Thursday, July 07, 2005

The roots of terrorism

In light of today's London bombings (and those prior in Madrid, and New York, and Beirut, and Belfast, and Oklahoma City, and London again, and Omagh, and Moscow, on and on in the sad litany):

In contrast to what national governments might claim, terrorism is often an effective, if amoral, political tool, for logical reasons: it uses minimal resources, picks its points of confrontation, imposes massive losses on the target at (usually) minimal costs to the perpetrators, and historically has proven to be deadly effective at sapping the target's will to fight.

Terrorism cannot be stamped out by military action. Police work, international cooperation, covert surveillance, bribes and turncoats can all help, but they also cannot stamp it out. Terrorism can only be resisted, in a lasting fashion, by addressing the environments in which it breeds.
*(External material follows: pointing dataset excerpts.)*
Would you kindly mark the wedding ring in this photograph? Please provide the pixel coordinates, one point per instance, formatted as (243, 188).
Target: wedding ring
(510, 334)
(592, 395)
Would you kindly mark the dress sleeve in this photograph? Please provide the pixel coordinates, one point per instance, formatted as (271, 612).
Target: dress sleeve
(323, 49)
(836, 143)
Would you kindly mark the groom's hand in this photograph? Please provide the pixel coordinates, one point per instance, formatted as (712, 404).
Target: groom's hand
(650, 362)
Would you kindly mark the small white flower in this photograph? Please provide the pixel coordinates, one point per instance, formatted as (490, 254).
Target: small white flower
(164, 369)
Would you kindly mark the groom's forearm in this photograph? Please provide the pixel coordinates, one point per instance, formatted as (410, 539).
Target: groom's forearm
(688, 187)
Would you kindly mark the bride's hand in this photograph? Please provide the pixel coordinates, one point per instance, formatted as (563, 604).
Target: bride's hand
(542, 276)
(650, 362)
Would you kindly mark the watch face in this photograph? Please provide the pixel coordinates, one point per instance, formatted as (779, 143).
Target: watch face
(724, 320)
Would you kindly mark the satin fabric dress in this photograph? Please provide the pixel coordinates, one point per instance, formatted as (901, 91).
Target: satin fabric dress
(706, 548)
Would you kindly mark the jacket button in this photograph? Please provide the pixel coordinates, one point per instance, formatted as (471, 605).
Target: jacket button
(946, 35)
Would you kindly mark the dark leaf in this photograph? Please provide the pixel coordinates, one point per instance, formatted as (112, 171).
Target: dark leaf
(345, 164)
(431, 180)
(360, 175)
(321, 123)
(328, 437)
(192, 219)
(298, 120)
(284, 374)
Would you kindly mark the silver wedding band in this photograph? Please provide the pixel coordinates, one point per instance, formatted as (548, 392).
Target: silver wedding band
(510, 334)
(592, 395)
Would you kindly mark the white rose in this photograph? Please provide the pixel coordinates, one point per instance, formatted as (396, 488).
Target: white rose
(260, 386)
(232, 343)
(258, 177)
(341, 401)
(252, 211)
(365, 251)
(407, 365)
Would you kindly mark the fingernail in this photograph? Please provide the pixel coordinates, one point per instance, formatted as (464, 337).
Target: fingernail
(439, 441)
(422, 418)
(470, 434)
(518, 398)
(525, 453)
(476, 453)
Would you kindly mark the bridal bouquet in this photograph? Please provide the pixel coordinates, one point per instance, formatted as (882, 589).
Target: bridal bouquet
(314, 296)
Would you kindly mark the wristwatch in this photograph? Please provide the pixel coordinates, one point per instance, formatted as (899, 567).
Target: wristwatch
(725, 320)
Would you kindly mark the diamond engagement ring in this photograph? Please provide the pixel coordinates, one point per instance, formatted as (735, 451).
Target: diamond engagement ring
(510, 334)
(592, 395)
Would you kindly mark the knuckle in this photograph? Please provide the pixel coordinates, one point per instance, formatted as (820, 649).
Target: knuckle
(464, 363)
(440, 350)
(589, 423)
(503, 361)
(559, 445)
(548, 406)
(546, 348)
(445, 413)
Terrorism is opportunist: it cannot flourish in the absence of a social, economic, and rhetorical climate that allows it to grow. It takes root in conditions of economic despair: when the poor have no hope, some will become desperate. And some percentage of those will be receptive to the murderous rhetoric of the gangsters who understand how to motivate and direct such human targets.

Terrorism exploits desperation:

If for example you're sixteen years old, without work, have repeatedly been roughed up by foreign soldiers who don't speak or language and haven't been properly trained, with friends and relations killed by opponents or random violence, have been brainwashed in madrasas or within the family, are living in a war zone, and if the only heroes in your neighborhood are the local gang-bangers, why wouldn't you be receptive to rhetoric that glorifies romantic violence?

Terrorism is always about economics: about making the price to opponents too high. Al Qaeda speaks about "bleeding the West into bankruptcy," the Viet Cong spoke about "sapping the will to fight."

It's also often about economic gain for the terrorists themselves. This is why terrorism is sometimes supported by larger or more "legitimate" organizations or states: because it can be economically profitable, if only because it's a way to make war on the cheap. The US employed the mujahadeen in Afghanistan against the Soviet Union because it kept the cost of that conflict, in both dollars and US lives, very low. US and British corporations sold arms to the Nazis for a very long time before their respective governments finally decided the possible future costs outweighted the current profits. Wealthy Southerners encouraged dumb shit-kickers to violently oppose integration in order to keep their own hands clean. The conflict in Northern Ireland continues because the gangsters who perpetuate it can use others to continually destabilize the situation in order to profit from guns, drugs, and extortion.

Poverty breeds violence. Economic disparity across class, race, ethnic, religious, or national boundaries breeds resentment and provides easy targets for terrorist rhetoric. A rhetoric of "shock and awe" will not heal these resentments: it only feeds them.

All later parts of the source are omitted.